Bij lange vuurwapens wordt er vaak gesproken over een geweer of een karabijn. De juiste beschrijving hiervan is de volgende. Een geweer is een schoudervuurwapen met een getrokken loop. Een karabijn is een kort, lichtgewicht geweer met een looplengte tot 56cm.

Lang of kort wapen

Een lang wapen is een wapen met een loop langer dan 30cm of met een totale lengte langer dan 60cm.

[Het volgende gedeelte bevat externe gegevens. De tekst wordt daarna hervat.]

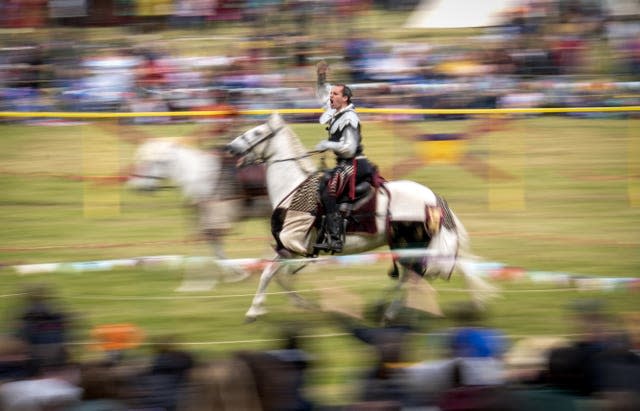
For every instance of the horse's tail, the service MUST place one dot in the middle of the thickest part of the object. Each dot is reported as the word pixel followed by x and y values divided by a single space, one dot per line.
pixel 464 243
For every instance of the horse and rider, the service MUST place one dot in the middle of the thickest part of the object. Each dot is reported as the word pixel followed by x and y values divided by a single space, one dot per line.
pixel 352 166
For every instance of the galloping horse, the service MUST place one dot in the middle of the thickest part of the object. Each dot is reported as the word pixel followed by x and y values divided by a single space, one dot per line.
pixel 220 194
pixel 399 214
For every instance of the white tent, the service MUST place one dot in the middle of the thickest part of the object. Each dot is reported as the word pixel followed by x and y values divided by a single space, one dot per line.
pixel 459 13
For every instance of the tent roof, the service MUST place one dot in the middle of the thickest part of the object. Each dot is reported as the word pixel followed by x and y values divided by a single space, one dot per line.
pixel 459 13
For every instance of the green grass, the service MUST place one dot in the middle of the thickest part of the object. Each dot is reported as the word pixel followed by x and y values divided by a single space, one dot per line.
pixel 573 175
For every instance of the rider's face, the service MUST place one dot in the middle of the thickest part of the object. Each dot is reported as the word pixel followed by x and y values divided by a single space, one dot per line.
pixel 337 99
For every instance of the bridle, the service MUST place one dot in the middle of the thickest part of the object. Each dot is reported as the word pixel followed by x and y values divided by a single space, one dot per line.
pixel 267 137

Een kort wapen is dus een wapen met een loop korter dan 30cm of met een totale lengte korter dan 60cm.

Een vuurwapen met een korte loop waarvan de totale lengte groter is dan 60cm is dus een lang vuurwapen.

Signaalpistolen e.d.

Vuurwapens ontworpen voor het geven van signalen, alarm en reddingsactiviteiten alsook voor het slachten van dieren, visserijharpoenen of bestemd voor industriële en technische doeleinden zijn ingedeeld bij de vrij verkrijgbare wapens indien de houder kan bewijzen dat hij deze wapens nodig heeft voor een in de wet opgesomde activiteit.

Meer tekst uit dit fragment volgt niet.